Pharmacotherapeutic group: α1-adrenoceptor antagonist.
Pharmacology: Pharmacodynamics: Mechanism of action: Tamsulosin binds selectively and competitively to the postsynaptic α1-adrenoceptors, in particular to subtypes α1A and α1D. It brings about relaxation of prostatic and urethral smooth muscle.
Pharmacodynamic effects: Farlosin SR 0.4 mg increases the maximum urinary flow rate.
It relieves obstruction by relaxing smooth muscle in prostate and urethra thereby improving voiding symptoms.
It also improves the storage symptoms in which bladder instability plays an important role.
These effects on storage and voiding symptoms are maintained during long-term therapy. The need for surgery or catheterization is significantly delayed.
A1-adrenoceptor antagonists can reduce blood pressure by lowering peripheral resistance. No reduction in blood pressure of any clinical significance was observed during studies with Tamsulosin 0.4 mg.

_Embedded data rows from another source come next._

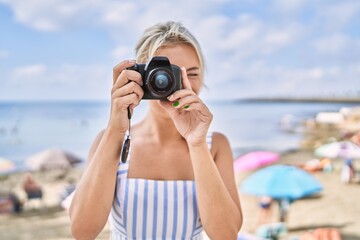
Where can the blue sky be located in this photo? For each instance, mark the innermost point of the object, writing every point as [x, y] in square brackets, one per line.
[66, 49]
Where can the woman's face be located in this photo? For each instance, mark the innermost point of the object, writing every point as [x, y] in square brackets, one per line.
[184, 55]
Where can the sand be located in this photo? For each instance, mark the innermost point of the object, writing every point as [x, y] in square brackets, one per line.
[338, 206]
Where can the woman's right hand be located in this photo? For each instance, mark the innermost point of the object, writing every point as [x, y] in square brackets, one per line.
[126, 92]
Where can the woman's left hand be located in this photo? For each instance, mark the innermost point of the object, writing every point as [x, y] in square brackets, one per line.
[190, 115]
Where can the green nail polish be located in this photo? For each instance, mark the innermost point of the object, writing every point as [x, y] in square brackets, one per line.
[175, 104]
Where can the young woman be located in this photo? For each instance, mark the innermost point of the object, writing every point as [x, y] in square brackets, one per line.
[179, 179]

Pharmacokinetics: The pharmacokinetics parameters of 30 subjects (34 subjects were included in the study, 4 subjects were dropped out/were withdrawn from study) were calculated and results were statistically analyzed to demonstrate bioequivalence in a randomized, balanced, open label, two-sequence, two-treatment, two-period, two-way crossover design study. After oral administration of single dose of Tamsulosin 0.4 mg (test product) in the fasted state, the mean of the maximum plasma concentration (C_max) (rate of absorption) was 2.34 ng/mL, the median T_max was 3.07 h. The extent of absorption is expressed in Area Under the Curve (AUC)_0-72 and AUC_0-inf, the mean values were 110.59 ng.h/mL and 114.74 ng.h/mL respectively. The mean elimination half-life (T_½) of Tamsulosin 0.4 mg was 0.063 h.

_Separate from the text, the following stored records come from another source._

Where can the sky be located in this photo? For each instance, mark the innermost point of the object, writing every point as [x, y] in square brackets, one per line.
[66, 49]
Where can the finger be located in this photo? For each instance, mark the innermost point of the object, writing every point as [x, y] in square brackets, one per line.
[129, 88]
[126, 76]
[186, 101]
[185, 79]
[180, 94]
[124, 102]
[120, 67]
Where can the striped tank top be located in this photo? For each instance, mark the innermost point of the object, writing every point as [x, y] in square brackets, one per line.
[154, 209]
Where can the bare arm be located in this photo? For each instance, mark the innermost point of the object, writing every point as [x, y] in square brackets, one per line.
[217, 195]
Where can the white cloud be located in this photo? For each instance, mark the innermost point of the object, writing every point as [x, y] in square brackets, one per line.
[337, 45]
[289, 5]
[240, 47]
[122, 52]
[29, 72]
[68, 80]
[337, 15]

The ratios and confidence intervals between test and reference product were as follows: for C_max the ratio was 105.4% (93.52%-118.89%). For AUC_0-72 the ratio was 107.2% (95.98%-119.79%). The results of the study showed that the ratios and confidence intervals are within the acceptance range for bioequivalence, therefore it can be concluded that the test product, Tamsulosin 0.4 mg sustained release tablets, is bioequivalence with the reference product.